The steps wound downward like a spiral into the soul of the earth.
Each one Ariana took felt like walking into a memory not her own—flashes of fire, war, and a woman cloaked in light and shadow flickered behind her eyes. Her bare feet brushed ancient stone as she descended deeper, past time and truth.
Damian and Kairo followed, but even they sensed the shift.
It wasn't just silence.
It was reverence.
Finally, the staircase ended. Ariana stepped into a vast chamber carved of obsidian and bone-white marble. The air was thick with the scent of ash and roses, and a strange warmth pulsed in the walls—like the heartbeat of a sleeping god.
At the center of the chamber stood a mirror.
But it didn't reflect.
It showed a woman.
Her.
Yet not her.
This version of Ariana had white hair like moonlight and eyes that flickered gold and crimson. Fire danced at her fingertips, and her crown wasn't of gold, but of flame. She stood with tears running down her cheeks, and when she opened her mouth, her voice spoke into Ariana's soul.
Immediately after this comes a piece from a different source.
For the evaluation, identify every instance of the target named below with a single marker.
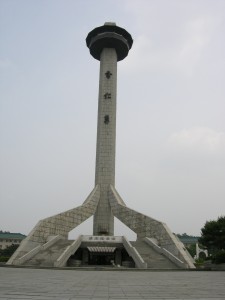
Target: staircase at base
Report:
(153, 259)
(46, 258)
"You are me, and I am all the women who burned before you."
Ariana couldn't move.
The vision continued, images racing behind the woman's words—generations of flamebearers, each one hunted, each one betrayed. Some went mad. Some turned cruel. Others sacrificed everything to keep their fire from consuming the world.
"Our blood was forged from the breath of the first star," the woman said. "But power that burns too brightly... is feared."
"That's why they broke us. Hid us. Called us witches. Demons. Unworthy."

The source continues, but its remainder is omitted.